Trace the build/QA cycle from commit messages. Identify:
- Number of build rounds
- Generator vs Evaluator commits
- Phase transition points

### 1.3 App Run Verification (--run-app flag)

If `--run-app` is specified:

1. **Install dependencies**: `npm install`
2. **TypeScript check**: `npx tsc --noEmit` — must pass with 0 errors
3. **Lint check**: `npm run lint` — must pass with 0 errors
4. **Start Metro bundler**: `npx expo start`
5. **iOS Simulator**: `npx expo run:ios` — verify app launches without crash
6. **Android Emulator**: `npx expo run:android` — verify app launches without crash (if available)
7. **Spot-check contract criteria**: Pick 3-5 key criteria from contract.md and manually verify
8. **Console errors**: Check Metro output for red/yellow box errors

Record all results for the retro report.

---

## Phase 2: Evaluate Against Anthropic's Harness Principles

Reference: [Harness design for long-running application development](https://www.anthropic.com/engineering/harness-design-long-running-apps)

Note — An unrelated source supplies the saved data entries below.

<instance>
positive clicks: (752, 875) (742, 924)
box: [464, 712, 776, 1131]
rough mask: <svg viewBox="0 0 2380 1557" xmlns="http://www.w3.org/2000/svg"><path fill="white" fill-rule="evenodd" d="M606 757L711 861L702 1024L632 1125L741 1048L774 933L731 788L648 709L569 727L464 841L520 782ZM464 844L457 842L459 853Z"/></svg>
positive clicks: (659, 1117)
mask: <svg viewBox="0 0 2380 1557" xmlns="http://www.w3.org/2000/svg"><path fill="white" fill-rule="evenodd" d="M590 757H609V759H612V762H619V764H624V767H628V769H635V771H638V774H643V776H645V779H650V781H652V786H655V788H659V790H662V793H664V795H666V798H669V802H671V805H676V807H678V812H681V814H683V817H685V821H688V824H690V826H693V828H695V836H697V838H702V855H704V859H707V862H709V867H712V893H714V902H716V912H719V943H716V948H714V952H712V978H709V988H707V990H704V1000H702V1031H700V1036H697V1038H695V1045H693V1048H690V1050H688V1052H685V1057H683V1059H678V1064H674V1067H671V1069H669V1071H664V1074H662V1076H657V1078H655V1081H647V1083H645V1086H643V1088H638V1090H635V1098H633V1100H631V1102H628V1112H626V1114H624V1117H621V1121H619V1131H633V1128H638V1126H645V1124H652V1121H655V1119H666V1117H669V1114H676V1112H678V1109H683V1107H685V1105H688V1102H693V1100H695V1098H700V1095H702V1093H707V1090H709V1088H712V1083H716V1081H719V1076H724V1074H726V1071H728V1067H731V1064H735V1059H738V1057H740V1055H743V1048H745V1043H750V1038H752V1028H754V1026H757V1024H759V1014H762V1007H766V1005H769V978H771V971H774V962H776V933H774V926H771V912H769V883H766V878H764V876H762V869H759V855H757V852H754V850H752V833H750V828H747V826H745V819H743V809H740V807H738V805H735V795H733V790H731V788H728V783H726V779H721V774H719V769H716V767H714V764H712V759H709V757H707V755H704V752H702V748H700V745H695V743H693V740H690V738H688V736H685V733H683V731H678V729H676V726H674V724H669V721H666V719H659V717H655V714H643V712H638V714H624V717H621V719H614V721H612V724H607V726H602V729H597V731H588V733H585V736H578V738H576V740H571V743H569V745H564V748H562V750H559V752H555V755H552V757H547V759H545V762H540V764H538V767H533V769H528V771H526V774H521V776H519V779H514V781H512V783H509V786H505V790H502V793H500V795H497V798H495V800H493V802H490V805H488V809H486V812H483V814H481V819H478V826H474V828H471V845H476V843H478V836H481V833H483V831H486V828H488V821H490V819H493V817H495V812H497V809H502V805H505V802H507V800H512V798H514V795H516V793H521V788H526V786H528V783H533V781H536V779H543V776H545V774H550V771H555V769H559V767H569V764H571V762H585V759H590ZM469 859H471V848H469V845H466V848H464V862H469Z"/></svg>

Evaluate the pipeline's adherence to each of the following 9 principles. For each principle, check the evidence, apply the checklist, and assign a star rating.

### P1. Generator-Evaluator Separation

> "Separating the agent doing the work from the agent judging it proves to be a strong lever."

**Checklist:**
- [ ] Generator and Evaluator executed as separate roles (different skill invocations)
- [ ] Evaluator did not modify source code (only `docs/harness/` files)
- [ ] Evaluator actually ran the app and tested it (screenshot evidence)
- [ ] Generator's self-assessment differed from Evaluator's assessment (skeptical evaluation)

**Evidence sources:** pipeline-log.md for generator/evaluator alternation, feedback/ files for FAIL verdicts

### P2. Evaluator Skepticism

> "Out of the box, Claude is a poor QA agent... would identify legitimate issues, then talk itself into deciding they weren't a big deal."

**Checklist:**
- [ ] Evaluator issued at least 1 FAIL verdict
- [ ] FAIL reasons were specific and reproducible (steps to reproduce included)
- [ ] No lenient "mostly works fine" style evaluations
- [ ] Scores actually improved across rounds (improving trend)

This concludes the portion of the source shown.